Why the Lottery is a Regressive Tax
As a means of raising funds, the lottery is a long-standing tradition in most states. State officials and licensed promoters have used the games to finance projects ranging from bridge repairs to a battery of guns for the city defense to a re-building project at Faneuil Hall in Boston. State governments are often compelled to enact lotteries because they need money for important services, and gambling is seen as inevitable so why not harness it? But there is a dark side to this reasoning, and it’s not just that people are going to gamble anyway. Lottery players are disproportionately poor, less educated, nonwhite and male. They tend to buy a single ticket, if they do play, and they play more often than other Americans. The lottery is a regressive tax, a hidden tax that hurts poor people more than rich ones.

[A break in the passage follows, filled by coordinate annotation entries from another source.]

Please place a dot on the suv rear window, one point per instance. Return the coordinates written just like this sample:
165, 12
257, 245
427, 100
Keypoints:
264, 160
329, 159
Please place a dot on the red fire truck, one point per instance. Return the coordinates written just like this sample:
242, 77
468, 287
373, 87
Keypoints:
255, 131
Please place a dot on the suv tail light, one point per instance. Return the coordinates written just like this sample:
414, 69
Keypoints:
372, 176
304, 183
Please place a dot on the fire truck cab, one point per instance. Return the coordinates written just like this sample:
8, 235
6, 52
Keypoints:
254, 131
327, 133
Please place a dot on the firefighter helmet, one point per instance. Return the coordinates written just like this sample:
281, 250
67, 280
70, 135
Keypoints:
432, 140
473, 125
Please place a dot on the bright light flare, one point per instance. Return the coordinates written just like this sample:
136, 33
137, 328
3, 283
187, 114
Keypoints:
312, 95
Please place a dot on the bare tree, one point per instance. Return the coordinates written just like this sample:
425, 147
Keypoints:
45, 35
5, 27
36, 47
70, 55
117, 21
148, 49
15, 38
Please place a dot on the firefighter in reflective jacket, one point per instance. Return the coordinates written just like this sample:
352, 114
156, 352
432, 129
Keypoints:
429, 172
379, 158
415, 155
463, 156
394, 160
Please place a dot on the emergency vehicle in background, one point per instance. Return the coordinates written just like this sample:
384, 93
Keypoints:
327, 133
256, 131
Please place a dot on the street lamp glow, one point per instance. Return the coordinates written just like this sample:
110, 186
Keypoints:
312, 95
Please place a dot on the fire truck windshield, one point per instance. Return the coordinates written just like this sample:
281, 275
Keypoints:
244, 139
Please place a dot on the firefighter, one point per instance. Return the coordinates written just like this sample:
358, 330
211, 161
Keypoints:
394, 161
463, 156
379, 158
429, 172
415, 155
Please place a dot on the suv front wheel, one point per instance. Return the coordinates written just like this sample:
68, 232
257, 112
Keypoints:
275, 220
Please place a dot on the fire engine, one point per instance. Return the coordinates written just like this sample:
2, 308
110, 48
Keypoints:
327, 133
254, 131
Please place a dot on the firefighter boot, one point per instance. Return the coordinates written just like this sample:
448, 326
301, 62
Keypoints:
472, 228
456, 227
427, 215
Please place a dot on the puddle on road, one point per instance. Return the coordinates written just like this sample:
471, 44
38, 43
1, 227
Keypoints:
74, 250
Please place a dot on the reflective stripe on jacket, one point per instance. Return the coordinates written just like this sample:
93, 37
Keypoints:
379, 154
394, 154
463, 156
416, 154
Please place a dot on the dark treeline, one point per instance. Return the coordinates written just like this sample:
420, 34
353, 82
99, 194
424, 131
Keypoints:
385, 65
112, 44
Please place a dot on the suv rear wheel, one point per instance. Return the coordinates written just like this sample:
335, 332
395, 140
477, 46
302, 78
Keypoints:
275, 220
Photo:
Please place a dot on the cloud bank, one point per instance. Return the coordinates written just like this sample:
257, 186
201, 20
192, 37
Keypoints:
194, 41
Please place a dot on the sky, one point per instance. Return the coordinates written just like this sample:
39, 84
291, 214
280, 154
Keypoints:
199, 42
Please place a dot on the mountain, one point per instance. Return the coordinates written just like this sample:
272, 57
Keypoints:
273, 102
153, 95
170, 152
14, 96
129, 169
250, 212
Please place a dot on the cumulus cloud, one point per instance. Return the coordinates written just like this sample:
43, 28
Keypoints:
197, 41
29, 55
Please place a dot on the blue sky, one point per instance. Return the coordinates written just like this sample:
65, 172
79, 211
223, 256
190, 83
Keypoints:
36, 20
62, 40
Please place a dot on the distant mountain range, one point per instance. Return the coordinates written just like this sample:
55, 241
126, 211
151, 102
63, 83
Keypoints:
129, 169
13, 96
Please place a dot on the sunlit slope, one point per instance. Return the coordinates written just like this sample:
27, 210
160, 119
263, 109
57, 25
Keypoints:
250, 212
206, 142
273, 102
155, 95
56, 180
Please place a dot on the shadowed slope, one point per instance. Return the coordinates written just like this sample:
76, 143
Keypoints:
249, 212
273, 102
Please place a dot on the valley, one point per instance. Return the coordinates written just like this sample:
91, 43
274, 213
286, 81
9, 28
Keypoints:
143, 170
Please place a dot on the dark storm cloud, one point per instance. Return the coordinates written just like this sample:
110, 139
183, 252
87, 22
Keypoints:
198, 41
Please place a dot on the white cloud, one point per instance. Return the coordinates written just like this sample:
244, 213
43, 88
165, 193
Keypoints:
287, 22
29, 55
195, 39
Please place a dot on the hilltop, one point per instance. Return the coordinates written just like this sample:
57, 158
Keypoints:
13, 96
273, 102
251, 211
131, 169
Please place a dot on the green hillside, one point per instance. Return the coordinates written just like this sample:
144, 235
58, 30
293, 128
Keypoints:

One reason why lottery playing is regressive is that people in the bottom quintile of income don’t have much discretionary money. That means they’re less able to afford the entertainment value of a ticket, and so they spend a higher percentage of their incomes on them. They also have a harder time putting the winnings to good use because they don’t have the same access to opportunities to build wealth or start businesses.
But the truth is that lottery play is regressive for many reasons. People who win the lottery are largely irrational, and they do spend a high percentage of their incomes on tickets. That’s why it’s important to understand how they make those decisions, so we can help them do better.